Vermont Statutes
Chapter 13 - Dissenters' Rights
§ 13.02. Right to dissent

§ 13.02. Right to dissent
(a) A shareholder is entitled to dissent from, and obtain payment of the fair value of his or her shares in the event of, any of the following corporate actions:
(1) Merger. Consummation of a plan of merger to which the corporation is a party:
(A) if shareholder approval is required for the merger by section 11.10 of this title or the articles of incorporation and the shareholder is entitled to vote on the merger; or
(B) if the corporation is a subsidiary that is merged with its parent under section 11.08 of this title.
(2) Share exchange. Consummation of a plan of share exchange to which the corporation is a party as the corporation whose shares will be acquired, if the shareholder is entitled to vote on the plan.
(3) Conversion. Consummation of a plan of conversion pursuant to section 11.03 of this title to which the corporation is a party unless the shareholders of the corporation will have the same dissenters’ rights after conversion to the converted organization as they hold before conversion.
(4) Domestication. Consummation of a plan of domestication pursuant to section 11.14 of this title to which the corporation is a party unless the shareholders of the corporation will have the same dissenters’ rights after domestication to the domesticated organization as they hold before domestication.

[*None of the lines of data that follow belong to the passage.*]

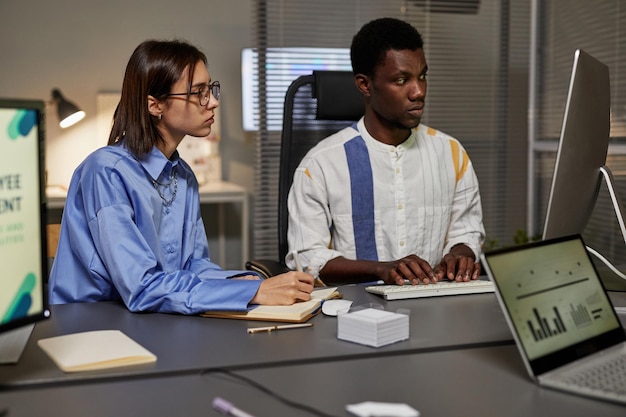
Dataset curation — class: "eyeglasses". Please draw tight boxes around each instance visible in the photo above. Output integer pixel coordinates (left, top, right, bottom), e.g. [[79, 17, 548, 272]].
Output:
[[166, 81, 220, 106]]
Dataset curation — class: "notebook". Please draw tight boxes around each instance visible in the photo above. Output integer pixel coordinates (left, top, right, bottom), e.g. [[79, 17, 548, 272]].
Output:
[[201, 287, 342, 323], [482, 235, 626, 403], [365, 277, 494, 300]]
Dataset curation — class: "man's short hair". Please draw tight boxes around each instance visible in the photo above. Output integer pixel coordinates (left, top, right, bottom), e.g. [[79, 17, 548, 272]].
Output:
[[350, 17, 424, 76]]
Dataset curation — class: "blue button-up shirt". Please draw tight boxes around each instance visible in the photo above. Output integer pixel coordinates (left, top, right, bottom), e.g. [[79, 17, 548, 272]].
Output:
[[49, 145, 260, 314]]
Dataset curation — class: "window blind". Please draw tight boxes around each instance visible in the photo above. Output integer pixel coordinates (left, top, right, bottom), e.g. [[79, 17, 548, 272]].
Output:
[[249, 0, 529, 259]]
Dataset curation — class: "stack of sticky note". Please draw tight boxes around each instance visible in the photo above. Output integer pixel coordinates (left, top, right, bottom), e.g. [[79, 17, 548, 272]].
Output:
[[337, 308, 409, 347]]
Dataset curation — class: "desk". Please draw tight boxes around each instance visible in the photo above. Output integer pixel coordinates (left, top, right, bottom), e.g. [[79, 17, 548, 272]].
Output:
[[0, 285, 626, 417], [0, 346, 626, 417], [46, 181, 250, 269], [0, 285, 513, 388]]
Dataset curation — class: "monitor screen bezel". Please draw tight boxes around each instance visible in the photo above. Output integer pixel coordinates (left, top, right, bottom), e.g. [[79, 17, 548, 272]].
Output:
[[0, 98, 50, 333], [543, 49, 611, 239]]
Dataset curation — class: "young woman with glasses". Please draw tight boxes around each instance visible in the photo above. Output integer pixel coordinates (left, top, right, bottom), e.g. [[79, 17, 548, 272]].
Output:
[[50, 40, 313, 314]]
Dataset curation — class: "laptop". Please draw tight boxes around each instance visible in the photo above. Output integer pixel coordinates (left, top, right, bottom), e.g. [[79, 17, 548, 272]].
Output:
[[481, 235, 626, 404]]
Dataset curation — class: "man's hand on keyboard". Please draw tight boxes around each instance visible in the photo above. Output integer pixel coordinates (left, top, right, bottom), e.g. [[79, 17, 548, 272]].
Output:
[[379, 255, 438, 285], [434, 244, 480, 282]]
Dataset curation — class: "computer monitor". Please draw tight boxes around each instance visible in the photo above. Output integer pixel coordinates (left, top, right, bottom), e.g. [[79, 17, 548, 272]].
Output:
[[0, 99, 50, 363], [543, 49, 626, 291], [543, 49, 611, 239]]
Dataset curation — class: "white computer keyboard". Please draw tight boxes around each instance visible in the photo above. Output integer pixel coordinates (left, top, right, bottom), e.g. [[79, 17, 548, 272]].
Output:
[[365, 279, 494, 300]]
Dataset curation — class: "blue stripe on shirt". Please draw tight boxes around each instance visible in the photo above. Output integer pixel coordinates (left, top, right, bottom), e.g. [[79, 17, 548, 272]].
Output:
[[344, 136, 378, 261]]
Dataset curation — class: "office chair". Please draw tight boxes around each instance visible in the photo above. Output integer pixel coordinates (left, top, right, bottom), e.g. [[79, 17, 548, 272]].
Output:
[[246, 71, 365, 278]]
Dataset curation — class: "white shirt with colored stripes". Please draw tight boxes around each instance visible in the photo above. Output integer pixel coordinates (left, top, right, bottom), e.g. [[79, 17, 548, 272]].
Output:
[[286, 119, 485, 270]]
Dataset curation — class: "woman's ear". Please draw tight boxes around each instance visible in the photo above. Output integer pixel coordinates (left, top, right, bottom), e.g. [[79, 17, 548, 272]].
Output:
[[148, 95, 163, 119]]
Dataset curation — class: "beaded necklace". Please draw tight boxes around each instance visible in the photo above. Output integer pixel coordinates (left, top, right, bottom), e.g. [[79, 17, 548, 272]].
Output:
[[152, 167, 178, 207]]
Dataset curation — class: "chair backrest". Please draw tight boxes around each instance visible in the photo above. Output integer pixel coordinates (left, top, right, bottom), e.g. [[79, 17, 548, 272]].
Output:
[[278, 71, 365, 262]]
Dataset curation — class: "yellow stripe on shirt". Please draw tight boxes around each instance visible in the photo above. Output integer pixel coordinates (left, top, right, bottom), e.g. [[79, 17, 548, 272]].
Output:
[[450, 140, 469, 182]]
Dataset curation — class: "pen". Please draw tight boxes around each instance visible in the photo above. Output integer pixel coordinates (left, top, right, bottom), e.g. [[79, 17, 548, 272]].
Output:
[[213, 397, 254, 417], [248, 323, 313, 333], [291, 250, 303, 272]]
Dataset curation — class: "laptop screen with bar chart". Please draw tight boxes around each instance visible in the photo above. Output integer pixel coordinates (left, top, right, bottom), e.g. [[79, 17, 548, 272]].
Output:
[[478, 236, 624, 375]]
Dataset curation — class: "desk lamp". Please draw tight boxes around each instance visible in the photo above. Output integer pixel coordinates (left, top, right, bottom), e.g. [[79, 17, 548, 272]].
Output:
[[52, 88, 85, 129]]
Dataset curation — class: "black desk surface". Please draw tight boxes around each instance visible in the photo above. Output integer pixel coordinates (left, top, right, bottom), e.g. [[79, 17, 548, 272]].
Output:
[[0, 345, 626, 417], [0, 286, 626, 390], [0, 286, 513, 388]]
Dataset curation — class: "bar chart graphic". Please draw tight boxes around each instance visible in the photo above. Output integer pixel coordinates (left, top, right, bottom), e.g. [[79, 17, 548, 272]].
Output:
[[526, 307, 567, 342]]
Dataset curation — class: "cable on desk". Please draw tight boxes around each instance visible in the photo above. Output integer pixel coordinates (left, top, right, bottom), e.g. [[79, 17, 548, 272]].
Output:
[[587, 246, 626, 280], [201, 369, 337, 417]]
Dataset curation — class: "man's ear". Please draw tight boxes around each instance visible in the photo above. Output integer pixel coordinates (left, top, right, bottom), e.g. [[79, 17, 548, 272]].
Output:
[[354, 74, 371, 97], [148, 95, 163, 118]]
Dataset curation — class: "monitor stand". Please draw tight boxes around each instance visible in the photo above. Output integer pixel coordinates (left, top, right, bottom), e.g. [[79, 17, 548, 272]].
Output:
[[0, 324, 35, 362], [587, 165, 626, 291]]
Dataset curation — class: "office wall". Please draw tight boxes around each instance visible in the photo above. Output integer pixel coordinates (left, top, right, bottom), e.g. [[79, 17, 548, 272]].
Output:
[[0, 0, 254, 191]]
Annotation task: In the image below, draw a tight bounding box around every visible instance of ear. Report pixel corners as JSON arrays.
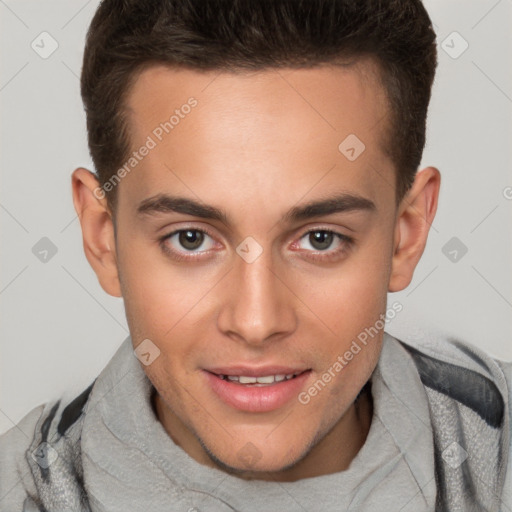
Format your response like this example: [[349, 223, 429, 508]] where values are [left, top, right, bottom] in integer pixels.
[[388, 167, 441, 292], [71, 167, 122, 297]]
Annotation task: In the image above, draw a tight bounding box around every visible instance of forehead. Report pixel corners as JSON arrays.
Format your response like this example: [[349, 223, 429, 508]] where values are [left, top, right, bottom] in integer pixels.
[[122, 61, 394, 215]]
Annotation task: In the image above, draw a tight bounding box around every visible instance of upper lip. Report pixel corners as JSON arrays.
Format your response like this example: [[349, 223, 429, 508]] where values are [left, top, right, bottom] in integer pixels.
[[205, 365, 310, 377]]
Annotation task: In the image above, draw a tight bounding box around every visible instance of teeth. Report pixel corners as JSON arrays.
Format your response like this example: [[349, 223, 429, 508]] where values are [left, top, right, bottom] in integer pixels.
[[219, 373, 298, 384]]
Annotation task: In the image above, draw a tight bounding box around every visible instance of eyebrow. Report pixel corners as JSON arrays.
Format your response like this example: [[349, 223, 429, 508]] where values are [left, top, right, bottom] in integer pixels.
[[137, 193, 377, 225]]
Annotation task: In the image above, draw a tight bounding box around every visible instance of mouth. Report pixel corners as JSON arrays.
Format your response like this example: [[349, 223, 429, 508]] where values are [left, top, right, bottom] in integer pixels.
[[203, 369, 312, 413], [214, 370, 309, 386]]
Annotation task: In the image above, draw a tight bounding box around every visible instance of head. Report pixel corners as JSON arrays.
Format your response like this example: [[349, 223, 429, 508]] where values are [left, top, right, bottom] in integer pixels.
[[73, 0, 440, 476]]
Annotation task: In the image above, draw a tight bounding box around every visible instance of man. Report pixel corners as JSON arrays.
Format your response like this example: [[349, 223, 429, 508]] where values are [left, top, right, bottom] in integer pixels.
[[0, 0, 512, 511]]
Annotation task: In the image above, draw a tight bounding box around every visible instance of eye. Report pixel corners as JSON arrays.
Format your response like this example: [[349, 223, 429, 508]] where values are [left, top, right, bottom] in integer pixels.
[[293, 229, 353, 258], [162, 229, 215, 254]]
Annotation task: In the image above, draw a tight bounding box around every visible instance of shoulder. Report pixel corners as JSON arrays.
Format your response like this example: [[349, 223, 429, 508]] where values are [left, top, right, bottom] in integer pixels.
[[0, 383, 94, 511], [398, 334, 512, 427]]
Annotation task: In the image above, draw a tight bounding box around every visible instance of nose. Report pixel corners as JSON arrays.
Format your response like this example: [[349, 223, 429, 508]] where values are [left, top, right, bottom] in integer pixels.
[[217, 245, 297, 346]]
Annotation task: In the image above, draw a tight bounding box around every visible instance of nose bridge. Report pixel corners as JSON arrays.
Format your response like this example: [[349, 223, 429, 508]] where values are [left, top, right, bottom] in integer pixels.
[[219, 244, 295, 344]]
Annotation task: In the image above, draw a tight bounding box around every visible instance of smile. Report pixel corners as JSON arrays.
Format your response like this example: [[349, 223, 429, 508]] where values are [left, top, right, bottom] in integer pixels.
[[202, 369, 312, 413]]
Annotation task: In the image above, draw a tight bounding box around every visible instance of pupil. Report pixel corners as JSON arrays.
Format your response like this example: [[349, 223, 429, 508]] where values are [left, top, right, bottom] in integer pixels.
[[309, 231, 333, 251], [179, 230, 204, 250]]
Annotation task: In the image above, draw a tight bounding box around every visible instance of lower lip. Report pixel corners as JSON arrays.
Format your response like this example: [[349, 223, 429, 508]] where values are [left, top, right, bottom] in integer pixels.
[[204, 370, 311, 412]]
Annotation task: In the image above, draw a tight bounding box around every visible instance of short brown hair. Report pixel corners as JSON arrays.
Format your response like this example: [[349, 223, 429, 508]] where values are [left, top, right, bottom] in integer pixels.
[[81, 0, 437, 210]]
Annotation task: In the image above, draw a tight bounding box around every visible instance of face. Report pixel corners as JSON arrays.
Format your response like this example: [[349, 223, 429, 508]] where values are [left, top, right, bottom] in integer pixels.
[[72, 62, 440, 477]]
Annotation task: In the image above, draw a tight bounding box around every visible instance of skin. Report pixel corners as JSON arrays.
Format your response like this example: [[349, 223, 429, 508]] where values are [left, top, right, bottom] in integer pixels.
[[72, 61, 440, 481]]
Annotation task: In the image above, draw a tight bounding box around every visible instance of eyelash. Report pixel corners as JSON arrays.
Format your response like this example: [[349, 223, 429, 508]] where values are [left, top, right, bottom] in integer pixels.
[[159, 227, 355, 262]]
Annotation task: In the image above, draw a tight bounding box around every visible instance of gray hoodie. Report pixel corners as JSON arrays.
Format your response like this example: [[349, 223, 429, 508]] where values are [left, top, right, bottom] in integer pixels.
[[0, 333, 512, 512]]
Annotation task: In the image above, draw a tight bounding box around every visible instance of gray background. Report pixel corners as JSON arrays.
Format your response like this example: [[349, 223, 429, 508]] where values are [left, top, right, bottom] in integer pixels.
[[0, 0, 512, 432]]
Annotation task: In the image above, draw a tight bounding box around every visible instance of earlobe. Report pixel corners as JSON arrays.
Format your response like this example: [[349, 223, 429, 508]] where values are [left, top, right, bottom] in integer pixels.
[[71, 167, 122, 297], [388, 167, 441, 292]]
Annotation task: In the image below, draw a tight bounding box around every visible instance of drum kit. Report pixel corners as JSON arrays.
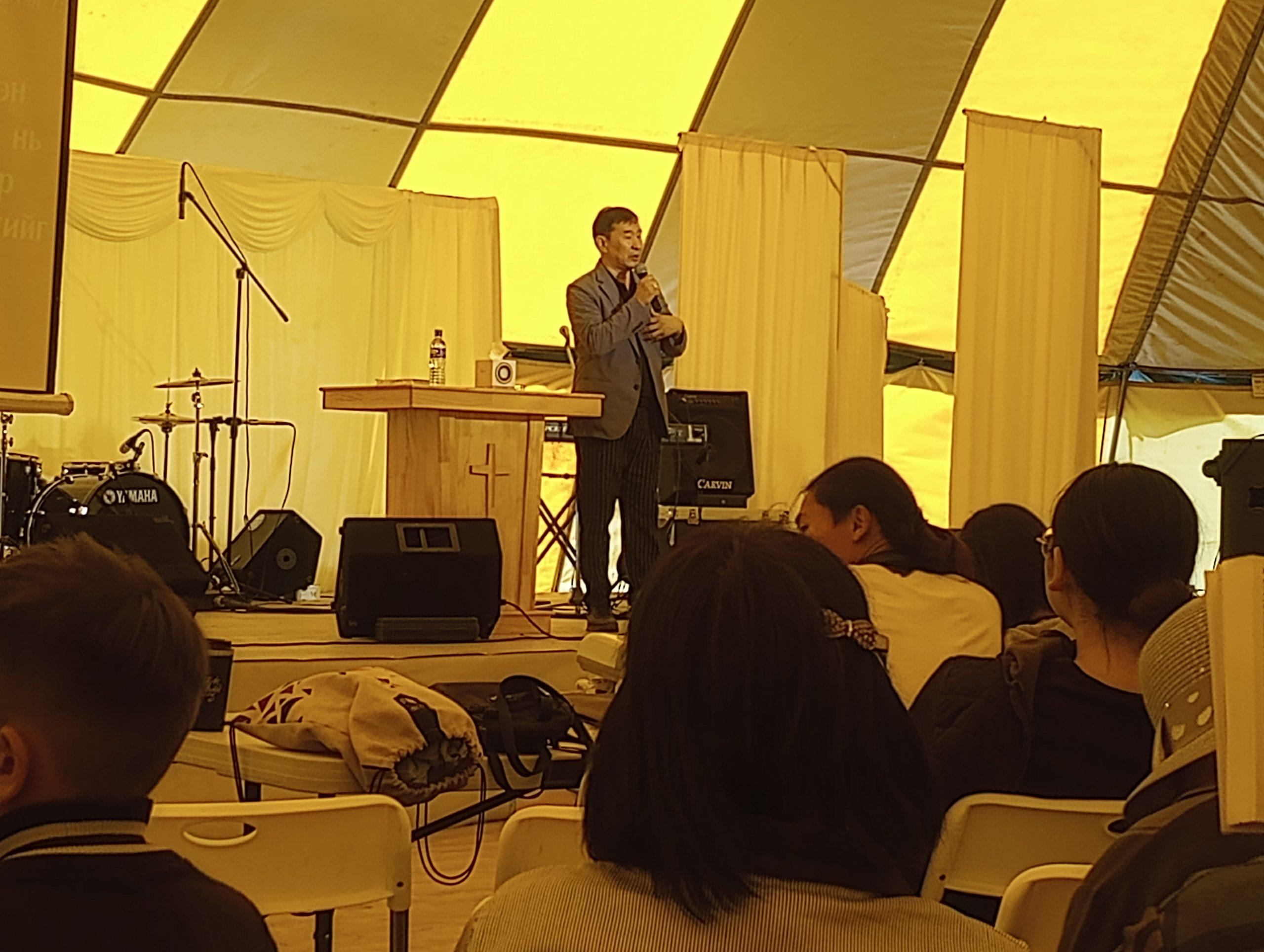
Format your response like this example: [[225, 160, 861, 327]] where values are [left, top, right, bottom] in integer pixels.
[[0, 368, 288, 579]]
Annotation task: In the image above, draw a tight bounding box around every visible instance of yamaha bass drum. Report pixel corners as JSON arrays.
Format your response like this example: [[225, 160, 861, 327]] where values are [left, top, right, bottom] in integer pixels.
[[25, 463, 188, 545]]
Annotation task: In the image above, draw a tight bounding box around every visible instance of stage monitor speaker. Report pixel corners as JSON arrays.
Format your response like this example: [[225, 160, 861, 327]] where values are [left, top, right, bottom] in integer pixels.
[[230, 510, 321, 600], [1202, 440, 1264, 559], [334, 517, 501, 642], [659, 390, 754, 508]]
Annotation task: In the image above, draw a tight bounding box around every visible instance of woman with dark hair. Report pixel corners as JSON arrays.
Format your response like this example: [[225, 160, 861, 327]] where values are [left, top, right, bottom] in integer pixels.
[[912, 463, 1198, 804], [458, 527, 1021, 952], [958, 503, 1059, 638], [797, 456, 1001, 704]]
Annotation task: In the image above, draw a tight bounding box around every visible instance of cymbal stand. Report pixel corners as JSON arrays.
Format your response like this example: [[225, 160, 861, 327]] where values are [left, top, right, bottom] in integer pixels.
[[180, 162, 289, 549], [206, 416, 224, 539], [188, 368, 206, 546], [158, 390, 176, 483], [0, 412, 18, 559]]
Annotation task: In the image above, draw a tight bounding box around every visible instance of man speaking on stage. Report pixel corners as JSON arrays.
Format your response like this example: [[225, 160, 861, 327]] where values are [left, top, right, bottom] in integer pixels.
[[566, 207, 685, 632]]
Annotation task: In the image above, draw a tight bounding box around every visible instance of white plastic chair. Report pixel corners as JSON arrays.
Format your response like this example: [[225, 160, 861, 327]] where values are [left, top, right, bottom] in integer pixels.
[[496, 807, 588, 886], [996, 862, 1092, 952], [921, 794, 1124, 902], [147, 794, 412, 952]]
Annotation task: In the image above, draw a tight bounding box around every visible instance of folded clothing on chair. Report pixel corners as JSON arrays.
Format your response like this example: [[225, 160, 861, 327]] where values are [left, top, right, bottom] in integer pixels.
[[233, 668, 483, 804]]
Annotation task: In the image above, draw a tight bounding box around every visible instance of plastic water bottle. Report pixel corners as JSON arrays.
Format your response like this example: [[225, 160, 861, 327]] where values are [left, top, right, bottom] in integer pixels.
[[430, 327, 447, 387]]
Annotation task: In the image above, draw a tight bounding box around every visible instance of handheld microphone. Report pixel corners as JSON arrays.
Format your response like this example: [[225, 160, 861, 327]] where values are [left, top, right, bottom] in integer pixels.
[[119, 430, 145, 453], [632, 262, 671, 314]]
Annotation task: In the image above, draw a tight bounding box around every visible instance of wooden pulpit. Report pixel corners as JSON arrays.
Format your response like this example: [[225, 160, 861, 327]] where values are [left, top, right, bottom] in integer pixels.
[[321, 381, 602, 612]]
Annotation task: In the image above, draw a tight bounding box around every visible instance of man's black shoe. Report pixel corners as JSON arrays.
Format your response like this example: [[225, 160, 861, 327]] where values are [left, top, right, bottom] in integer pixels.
[[588, 611, 619, 635]]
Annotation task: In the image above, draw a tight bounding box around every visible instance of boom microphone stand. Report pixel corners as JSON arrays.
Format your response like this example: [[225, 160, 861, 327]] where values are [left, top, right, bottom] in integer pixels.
[[180, 162, 289, 549]]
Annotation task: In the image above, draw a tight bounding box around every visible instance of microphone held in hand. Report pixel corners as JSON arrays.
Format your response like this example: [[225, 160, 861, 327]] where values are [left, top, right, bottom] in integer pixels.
[[633, 263, 671, 314]]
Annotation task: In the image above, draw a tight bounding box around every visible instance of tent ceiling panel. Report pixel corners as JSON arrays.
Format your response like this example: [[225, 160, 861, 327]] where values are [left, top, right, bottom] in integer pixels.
[[168, 0, 479, 119], [882, 168, 964, 350], [435, 0, 742, 143], [129, 100, 411, 185], [71, 82, 145, 152], [939, 0, 1224, 185], [399, 131, 675, 344], [882, 168, 1150, 350], [699, 0, 992, 159], [1138, 202, 1264, 370], [75, 0, 205, 88], [655, 0, 992, 287], [843, 157, 920, 287], [1104, 0, 1264, 369]]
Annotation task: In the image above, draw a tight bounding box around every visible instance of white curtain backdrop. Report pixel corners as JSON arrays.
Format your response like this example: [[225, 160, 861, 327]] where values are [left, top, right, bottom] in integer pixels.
[[950, 111, 1101, 526], [676, 134, 885, 510], [24, 153, 501, 588]]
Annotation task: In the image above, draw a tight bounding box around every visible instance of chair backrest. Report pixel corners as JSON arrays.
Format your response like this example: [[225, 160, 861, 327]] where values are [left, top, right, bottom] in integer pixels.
[[996, 862, 1092, 952], [921, 794, 1124, 902], [496, 807, 588, 886], [147, 794, 412, 915]]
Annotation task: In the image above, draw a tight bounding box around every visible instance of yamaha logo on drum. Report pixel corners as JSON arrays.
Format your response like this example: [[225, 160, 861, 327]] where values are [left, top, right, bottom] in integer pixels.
[[698, 479, 733, 492], [101, 487, 158, 506]]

(5) Sale of assets. Consummation of a sale or exchange of all, or substantially all, of the property of the corporation other than in the usual and regular course of business, if the shareholder is entitled to vote on the sale or exchange, including a sale in dissolution, but not including a sale pursuant to court order or a sale for cash pursuant to a plan by which all or substantially all of the net proceeds of the sale will be distributed to the shareholders within one year after the date of sale.
(6) Amendment to articles. An amendment of the articles of incorporation that materially and adversely affects rights in respect of a dissenter’s shares because it:
(A) alters or abolishes a preferential right of the shares;
(B) creates, alters, or abolishes a right in respect of redemption, including a provision respecting a sinking fund for the redemption or repurchase, of the shares;
(C) alters or abolishes a preemptive right of the holder of the shares to acquire shares or other securities;
(D) excludes or limits the right of the shares to vote on any matter, or to cumulate votes, other than a limitation by dilution through issuance of shares or other securities with similar voting rights; or
(E) reduces the number of shares owned by the shareholder to a fraction of a share if the fractional share so created is to be acquired for cash under section 6.04 of this title.
(7) Market exception. Any corporate action taken pursuant to a shareholder vote to the extent the articles of incorporation, bylaws, or a resolution of the board of directors provides that voting or nonvoting shareholders are entitled to dissent and obtain payment for their shares.
(b) A shareholder entitled to dissent and obtain payment for his or her shares under this chapter may not challenge the corporate action creating his or her entitlement unless the action is unlawful or fraudulent with respect to the shareholder or the corporation. (Added 1993, No. 85, § 2, eff. Jan. 1, 1994; amended 2015, No. 157 (Adj. Sess.), § E.2, eff. July 1, 2017.)